The characters are all fantastic as well, though a couple chapters in, I had to come to term with the fact that Emma Thompson was decidedly not playing Beatrice. It almost feels like someone else has been cast in the part. Someone who plays up how smart Beatrice is, rather than how charming. Once I got over that, I loved her. Benedick is utter perfection in his big-headed, big-hearted way and the rest of the cast is just barrels of fun. Overall, I highly recommend it.

What Could Make it Better

Like the play it is based on, the book's plot starts and stutters at times. McKelle George actually does a lot of work to infuse plot into a meandering play, but I think there are some inherent problems that emerge when you base a book on story that feels more like a series of awesome scenes than a fully cohesive narrative.

There's an argument to be made that I'm being unfair to the source material. Story plotting worked differently 500 years ago, and I certainly don't mean to discredit the inherent genius of Shakespeare by poking fun at it here. And it's worth repeating that I do still REALLY love this play. It isn't meant to be overly plot focused, which is why we accept the way the narrative skips around between dramatic and comedic, between the main cast and the Dogberry subplot. There's just so many great characters, with interesting things to do. Who wants to be hogtied to plot when all this other fun stuff is going on?

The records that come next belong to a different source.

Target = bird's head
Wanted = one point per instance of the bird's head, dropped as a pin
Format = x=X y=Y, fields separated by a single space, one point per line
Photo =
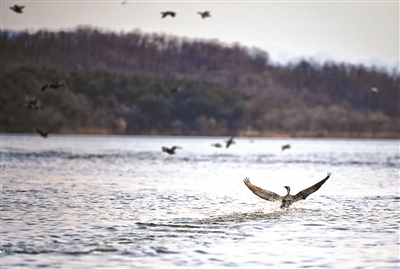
x=287 y=188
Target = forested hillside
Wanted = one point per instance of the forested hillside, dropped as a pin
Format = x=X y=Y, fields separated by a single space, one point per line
x=121 y=83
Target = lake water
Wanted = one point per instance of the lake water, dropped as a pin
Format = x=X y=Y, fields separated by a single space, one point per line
x=120 y=202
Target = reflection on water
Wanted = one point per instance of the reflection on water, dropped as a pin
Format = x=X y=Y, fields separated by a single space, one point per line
x=78 y=201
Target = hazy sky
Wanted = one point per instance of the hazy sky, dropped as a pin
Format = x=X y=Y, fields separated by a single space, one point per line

I bring all this up, because this book is also prone to subplots and taking its sweet time to enjoy a scene. I've seen some reviewers mark the book down for this fact, but to me, it was part of the charm. If the plot had been over-the-top punchy, I'm not convinced it would have felt like Much Ado About Nothing. It would have been decidedly Much Ado About Something.

Regardless, it's still worth mentioning, because it takes a while for the central conflict to land. Whereas the original spends way too long in a dreary conclusion, this book is a little slow to finish setting things up. The masquerade that shapes the opening of the play happens close to the middle of the book. So that should give you an idea of where the balance has swung. Overall, this strikes me as a forgivable decision, because again, the first half of the play is the best part. Might as well spend most of the reader's time there.

So if you're at all a fan of the Bard and especially if you also have a soft spot for historical fiction, pick this one up. You'll be singing Hey Nonny Nonny along with the rest of us.


  1. You can always poke fun at Shakespeare. Some of us have built entire plots on that alone.

    1. LOL! And well you should! I just know there are some who hold the Bard as sacred, so I guess I'm trying to ease them into the idea of making fun of him. Honestly, I think it's how he would have wanted. A modern day Will Shakespeare would have had loads of fun poking fun at and ripping apart the works of the great masters. He built his career on it in his own time period too!